This site uses cookies. By continuing to browse the site you are agreeing to our use of cookies. Read our privacy policy
Background: A compiler can automatically optimize parallelable code blocks based on the parallel instruction set of a platform, but this optimization has great restrictions. The optimal instruction pipeline is not generated in most cases, and the CPU capability of the x86/ARM cannot be maximized. Therefore, the current mainstream method is to manually write assembly/intrinsic code to generate the optimal parallel code segment. However, writing a set of code for each instruction set architecture is poor in maintainability and scalability.
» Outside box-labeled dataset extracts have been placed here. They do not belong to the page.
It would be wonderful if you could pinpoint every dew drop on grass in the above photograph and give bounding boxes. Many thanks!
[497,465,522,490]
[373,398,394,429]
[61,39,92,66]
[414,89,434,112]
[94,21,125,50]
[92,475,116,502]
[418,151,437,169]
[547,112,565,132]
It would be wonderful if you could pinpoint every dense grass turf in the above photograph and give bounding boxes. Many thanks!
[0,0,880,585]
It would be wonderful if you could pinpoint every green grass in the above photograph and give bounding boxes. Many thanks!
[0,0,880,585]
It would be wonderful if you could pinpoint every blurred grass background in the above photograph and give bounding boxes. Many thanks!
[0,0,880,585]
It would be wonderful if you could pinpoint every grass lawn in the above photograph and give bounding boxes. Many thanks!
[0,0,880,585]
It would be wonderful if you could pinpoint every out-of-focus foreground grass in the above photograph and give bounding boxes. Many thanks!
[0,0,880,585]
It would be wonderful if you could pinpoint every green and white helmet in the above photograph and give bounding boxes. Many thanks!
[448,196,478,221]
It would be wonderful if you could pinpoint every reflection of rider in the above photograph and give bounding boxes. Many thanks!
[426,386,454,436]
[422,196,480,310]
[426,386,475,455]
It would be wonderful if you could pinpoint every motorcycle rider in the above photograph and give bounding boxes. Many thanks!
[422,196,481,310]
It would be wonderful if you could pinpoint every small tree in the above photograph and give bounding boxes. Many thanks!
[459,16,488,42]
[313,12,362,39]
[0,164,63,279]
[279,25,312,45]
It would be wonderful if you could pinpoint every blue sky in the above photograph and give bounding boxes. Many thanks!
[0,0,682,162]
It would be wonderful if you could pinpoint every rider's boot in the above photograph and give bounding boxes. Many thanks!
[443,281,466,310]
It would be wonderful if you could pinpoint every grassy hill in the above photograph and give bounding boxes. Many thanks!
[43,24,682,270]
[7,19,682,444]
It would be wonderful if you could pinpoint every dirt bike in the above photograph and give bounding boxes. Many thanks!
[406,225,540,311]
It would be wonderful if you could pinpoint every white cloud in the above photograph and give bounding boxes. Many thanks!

The maintenance cost of a community becomes higher with the increase of the code. There is an urgent need for a general instruction set optimization solution, which is the USIMD optimization to be introduced in the following.
It is easy to write the following C language code to find the product of all elements of a vector.
int MultiplyIntList(int const *l1, int n)
{
int s = 1;
while (n--) {
​ s *= (*l1++);
}
return s;
}
Since it is a simple loop structure, the SIMD technology is often used for acceleration. If you are familiar with the ARM Neon instruction set, you can write as follows:
int MultiplyIntList(int const *l1, int n)
{
int s = 1;
#ifdef HAVE_NEON
int dim4 = n >> 2;
n &= 3;
int32x4_t sum_vec = vdupq_n_s32(1);
int32x4_t data_vec;
for(;dim4 > 0; dim4--){
data_vec = vld1q_s32(l1);
sum_vec = vmulq_s32(sum_vec, data_vec);
l1+=4;
}
s = vgetq_lane_s32(sum_vec,0)*vgetq_lane_s32(sum_vec,1)*
vgetq_lane_s32(sum_vec,2)*vgetq_lane_s32(sum_vec,3);
#endif
while (n--) {
s *= (*l1++);
}
return s;
}
The performance of the modified parallel code is improved by more than 50% compared with that of the C language version. If you are familiar with the SSE instruction, you can change the code to the following format for the x86 platform scenarios:
int MultiplyIntList(int const *l1, int n)
{
int s = 1;
#ifdef HAVE_NEON
...
#elif HAVE_SSE
int dim4 = n >> 2;
n &= 3;
_m128i sum_vec = _mm_setzero_si128(1);
_m128i data_vec;
for(;dim4 > 0; dim4--){
data_vec = _mm_setr_epi32(l1);
sum_vec = _mm_mullo_epi32(sum_vec, data_vec);
l1+=4;
}
data_vec = _mm_shuffle_epi32(sum_vec, sum_vec, _MM_SHUFFLE(2,3,0,1));
sum_vec = _mm_mullo_epi32(sum_vec, data_vec);
data_vec = _mm_shuffle_epi32(sum_vec, sum_vec, _MM_SHUFFLE(1,0,3,2));
sum_vec = _mm_mullo_epi32(data_vec, accum_sse);
_mm_store_ss(&s, sum_vec);
#endif
while (n--) {
s *= (*l1++);
}
return s;
}
The code performance is also improved on the x86 platform. However, the x86 platform supports not only SSE, but also other instruction sets such as SSE2, SSE3, SSE4.1, AVX2, and AVX512 (which has multiple versions). As a result, the code is fragmented.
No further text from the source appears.